The emphasis family members place on medication in maintaining stability and avoiding relapses may create difficulties for service users wishing to reduce or discontinue medication in a responsible manner because of concerns about side effects or life quality. Forming alliances and finding friends or relatives, as well as professionals who can provide support during medication reduction is identified as a key facilitating factor by service users (Geyt et al., Citation2016; Katz, Goldblatt, Hasson-Ohayon & Roe, Citation2019), and empirical evidence suggests that support from family, friends or others increases the chances of successful medication discontinuation (Larsen-Barr et al., Citation2018). When family members are strongly convinced that medication is necessary or the only way of maintaining stability, it may be difficult for users to make decisions that conflict with this position, and this may be a significant barrier to making fully informed and autonomous healthcare decisions (Thompson et al., Citation2020). This suggests a need for greater consideration of the views of family members who report often feeling excluded from decision-making (Bradley & Green, Citation2018). Decision-making processes that take account of all relevant stakeholders’ views, and in which family members are involved can be part of positive ‘triangles of care’ that can support the choices and needs of individuals, and lead to courses of action that are sustainable and to which all are committed (Hannan, Citation2013; Morant et al., Citation2016).

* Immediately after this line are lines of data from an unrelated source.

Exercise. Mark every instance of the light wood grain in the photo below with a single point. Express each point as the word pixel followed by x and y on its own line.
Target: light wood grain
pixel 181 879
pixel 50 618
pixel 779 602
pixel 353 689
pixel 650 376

Considering the limitations of the current study, future research should focus on capturing the opinions of a more diverse sample of family member that includes a range of caring relationships (e.g. siblings, children, partners of service users), family members of people with shorter histories of mental ill-health, and those from more diverse ethnic backgrounds.

Conclusions

Family members’ attitudes to medication can often shape service users’ use of medication. This study illustrates why this is the case, and the emotional impacts of this on family members. Parents of people with psychosis have often experienced difficult and frightening episodes in their caring role that can generate high levels of anxiety and feelings of responsibility in maintaining their loved ones’ stability. The need that many family members feel to monitor regular medication use and remain constantly vigilant can be a source of tension and guilt, since their loved ones are adults with capacity, who they would like to be more autonomous. Findings highlight the importance of emotional support for family members, and suggests that family members’ attitudes to medication may sometimes conflict with those of the people they care for. In these circumstances it is important to consider family members’ views within collaborative care plans, and family members should be included in processes of shared decision making in relation to medication (Morrison & Stomski, Citation2017).

Disclosure statement

The project was conducted as part of the RADAR programme, which is funded by the NIHR. Dr Moncrieff is Chief Investigator for the RADAR programme (Research into Antipsychotic Discontinuation and Reduction). Dr. Moncrieff is co-chair of the Critical Psychiatry Network, and a member of the Council for Evidence-based Psychiatry (CEP). She has written several books about psychiatric drugs, including one on antipsychotics, The Bitterest Pills.

Data availability statement

Data is available upon reasonable request.

Additional information

Funding

The author(s) reported there is no funding associated with the work featured in this article.